In order to test goodness of fit I performed Likelihood Ratio Test, Pseudo R^2 and Hosmer-Lemeshow Test.
A logistic regression is said to provide a better fit to the data if it demonstrates an improvement over a model with fewer predictors. This is performed using the likelihood ratio test, which compares the likelihood of the data under the full model against the likelihood of the data under a model with fewer predictors. Removing predictor variables from a model will almost always make the model fit less well, but it is necessary to test whether the observed difference in model fit is statistically significant.
I stated the following hypothesis:
Null hypothesis: reduced model is true Alternative hypothesis: reduced model is false
I compared final regression model generated by step function with initial null model and model with fewer predictors.
#the model with fewer predictors
model_fewer_pred <- glm(formula = loan_status ~ grade + dti + loan_amnt + home_ownership + term + emp_length + int_rate, family = binomial(link = "logit"), data = full_data)

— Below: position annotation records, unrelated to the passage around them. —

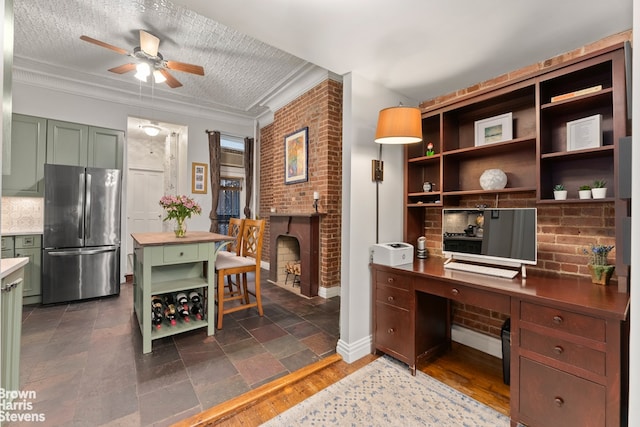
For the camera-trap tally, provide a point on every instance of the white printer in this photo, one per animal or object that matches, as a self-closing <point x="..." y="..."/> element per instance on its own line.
<point x="394" y="253"/>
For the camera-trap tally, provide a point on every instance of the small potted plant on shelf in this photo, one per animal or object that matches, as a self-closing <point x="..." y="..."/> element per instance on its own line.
<point x="584" y="192"/>
<point x="559" y="192"/>
<point x="599" y="189"/>
<point x="599" y="267"/>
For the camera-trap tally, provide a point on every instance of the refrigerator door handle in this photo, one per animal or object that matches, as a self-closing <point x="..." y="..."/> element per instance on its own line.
<point x="81" y="193"/>
<point x="83" y="251"/>
<point x="87" y="211"/>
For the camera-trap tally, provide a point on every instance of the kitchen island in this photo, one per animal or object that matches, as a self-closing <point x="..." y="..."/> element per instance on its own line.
<point x="164" y="265"/>
<point x="12" y="274"/>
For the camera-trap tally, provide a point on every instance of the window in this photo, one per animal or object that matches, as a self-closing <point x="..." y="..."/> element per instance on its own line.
<point x="228" y="202"/>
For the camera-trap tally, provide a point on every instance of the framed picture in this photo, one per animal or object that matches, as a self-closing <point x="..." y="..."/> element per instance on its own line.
<point x="199" y="178"/>
<point x="494" y="129"/>
<point x="584" y="133"/>
<point x="296" y="159"/>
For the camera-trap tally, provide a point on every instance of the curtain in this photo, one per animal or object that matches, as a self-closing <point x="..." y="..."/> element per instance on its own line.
<point x="248" y="171"/>
<point x="214" y="173"/>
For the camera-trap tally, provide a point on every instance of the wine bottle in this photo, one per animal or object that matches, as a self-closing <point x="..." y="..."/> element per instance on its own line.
<point x="170" y="309"/>
<point x="156" y="311"/>
<point x="196" y="305"/>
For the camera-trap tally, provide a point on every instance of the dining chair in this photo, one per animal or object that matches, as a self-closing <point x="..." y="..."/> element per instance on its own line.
<point x="247" y="261"/>
<point x="233" y="249"/>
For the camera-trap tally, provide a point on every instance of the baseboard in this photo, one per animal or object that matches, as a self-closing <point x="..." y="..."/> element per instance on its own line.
<point x="351" y="352"/>
<point x="484" y="343"/>
<point x="329" y="292"/>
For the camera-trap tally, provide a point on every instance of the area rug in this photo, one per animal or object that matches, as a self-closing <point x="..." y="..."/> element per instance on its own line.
<point x="385" y="393"/>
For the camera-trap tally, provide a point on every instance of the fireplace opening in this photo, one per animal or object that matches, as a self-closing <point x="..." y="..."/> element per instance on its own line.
<point x="288" y="263"/>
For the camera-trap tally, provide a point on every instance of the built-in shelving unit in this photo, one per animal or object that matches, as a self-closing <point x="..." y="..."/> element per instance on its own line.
<point x="537" y="157"/>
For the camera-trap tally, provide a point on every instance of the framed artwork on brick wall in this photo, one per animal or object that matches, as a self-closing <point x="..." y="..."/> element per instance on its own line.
<point x="296" y="159"/>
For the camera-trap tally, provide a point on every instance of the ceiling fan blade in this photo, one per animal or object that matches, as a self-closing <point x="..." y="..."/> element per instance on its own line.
<point x="171" y="81"/>
<point x="149" y="43"/>
<point x="187" y="68"/>
<point x="103" y="44"/>
<point x="121" y="69"/>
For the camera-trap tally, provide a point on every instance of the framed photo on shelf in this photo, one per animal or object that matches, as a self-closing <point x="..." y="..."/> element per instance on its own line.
<point x="199" y="178"/>
<point x="584" y="133"/>
<point x="494" y="129"/>
<point x="296" y="159"/>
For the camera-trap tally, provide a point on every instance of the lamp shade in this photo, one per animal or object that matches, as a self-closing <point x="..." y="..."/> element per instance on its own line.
<point x="399" y="125"/>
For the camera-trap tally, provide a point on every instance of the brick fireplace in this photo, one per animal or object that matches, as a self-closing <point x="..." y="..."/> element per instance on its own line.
<point x="305" y="228"/>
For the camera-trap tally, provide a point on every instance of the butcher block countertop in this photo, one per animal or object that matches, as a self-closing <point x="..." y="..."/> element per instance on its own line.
<point x="169" y="238"/>
<point x="9" y="265"/>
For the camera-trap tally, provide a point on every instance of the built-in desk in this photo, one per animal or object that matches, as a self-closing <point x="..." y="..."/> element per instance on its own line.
<point x="569" y="337"/>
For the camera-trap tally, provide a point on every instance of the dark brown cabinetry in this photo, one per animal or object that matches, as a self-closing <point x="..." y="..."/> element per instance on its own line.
<point x="568" y="351"/>
<point x="538" y="156"/>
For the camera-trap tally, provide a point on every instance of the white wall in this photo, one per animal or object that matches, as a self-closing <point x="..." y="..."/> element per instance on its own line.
<point x="362" y="100"/>
<point x="634" y="345"/>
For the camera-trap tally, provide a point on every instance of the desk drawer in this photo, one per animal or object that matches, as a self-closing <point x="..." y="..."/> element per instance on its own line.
<point x="562" y="320"/>
<point x="393" y="296"/>
<point x="393" y="279"/>
<point x="552" y="398"/>
<point x="564" y="351"/>
<point x="180" y="253"/>
<point x="393" y="330"/>
<point x="469" y="295"/>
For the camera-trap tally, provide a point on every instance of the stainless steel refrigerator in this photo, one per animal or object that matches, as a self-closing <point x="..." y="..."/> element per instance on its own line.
<point x="81" y="241"/>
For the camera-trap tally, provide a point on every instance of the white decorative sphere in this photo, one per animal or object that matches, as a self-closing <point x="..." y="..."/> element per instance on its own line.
<point x="493" y="179"/>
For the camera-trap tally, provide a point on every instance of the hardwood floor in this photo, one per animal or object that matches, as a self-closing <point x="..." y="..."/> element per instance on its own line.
<point x="468" y="370"/>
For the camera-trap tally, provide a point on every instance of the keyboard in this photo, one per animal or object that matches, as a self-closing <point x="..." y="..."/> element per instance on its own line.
<point x="482" y="269"/>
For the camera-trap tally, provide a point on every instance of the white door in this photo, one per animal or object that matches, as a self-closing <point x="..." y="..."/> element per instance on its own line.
<point x="144" y="213"/>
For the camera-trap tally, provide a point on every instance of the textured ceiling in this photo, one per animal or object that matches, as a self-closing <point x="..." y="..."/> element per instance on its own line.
<point x="418" y="48"/>
<point x="240" y="71"/>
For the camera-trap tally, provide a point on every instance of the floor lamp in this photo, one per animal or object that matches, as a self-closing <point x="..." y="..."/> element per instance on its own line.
<point x="396" y="125"/>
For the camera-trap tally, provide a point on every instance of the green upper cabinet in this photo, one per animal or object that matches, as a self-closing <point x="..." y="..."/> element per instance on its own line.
<point x="67" y="143"/>
<point x="23" y="171"/>
<point x="81" y="145"/>
<point x="106" y="148"/>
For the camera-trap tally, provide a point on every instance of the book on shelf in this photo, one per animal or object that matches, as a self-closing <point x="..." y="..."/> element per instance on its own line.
<point x="573" y="94"/>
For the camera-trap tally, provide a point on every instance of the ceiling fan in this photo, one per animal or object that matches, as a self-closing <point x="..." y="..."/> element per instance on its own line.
<point x="149" y="61"/>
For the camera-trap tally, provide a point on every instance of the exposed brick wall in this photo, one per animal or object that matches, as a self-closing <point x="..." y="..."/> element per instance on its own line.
<point x="563" y="229"/>
<point x="320" y="110"/>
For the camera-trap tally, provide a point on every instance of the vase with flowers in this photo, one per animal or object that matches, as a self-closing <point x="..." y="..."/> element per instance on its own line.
<point x="601" y="270"/>
<point x="180" y="208"/>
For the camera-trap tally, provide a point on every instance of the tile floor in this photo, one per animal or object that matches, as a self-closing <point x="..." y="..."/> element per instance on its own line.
<point x="84" y="360"/>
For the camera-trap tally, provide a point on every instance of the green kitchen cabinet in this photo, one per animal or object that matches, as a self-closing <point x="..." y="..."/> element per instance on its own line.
<point x="30" y="246"/>
<point x="81" y="145"/>
<point x="23" y="170"/>
<point x="11" y="327"/>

#optimal model vs null model
anova(final.model, model.null, test ="Chisq")
## Analysis of Deviance Table
##
## Model 1: loan_status ~ grade + dti + home_ownership + term + emp_length +
## int_rate + delinq_2yrs + total_acc + open_acc + annual_inc +
## revol_util + verification_status + inq_last_6mths + collections_12_mths_ex_med +
## installment + mths_since_last_delinq + pub_rec + mths_since_last_major_derog
## Model 2: loan_status ~ 1
## Resid. Df Resid. Dev Df Deviance Pr(>Chi)
## 1 36185 35349
## 2 36221 38610 -36 -3260.5 < 2.2e-16 ***
## ---
## Signif. codes: 0 '***' 0.001 '**' 0.01 '*' 0.05 '.' 0.1 ' ' 1
#optimal model vs the model with fewer predictors
anova(final.model, model_fewer_pred, test ="Chisq")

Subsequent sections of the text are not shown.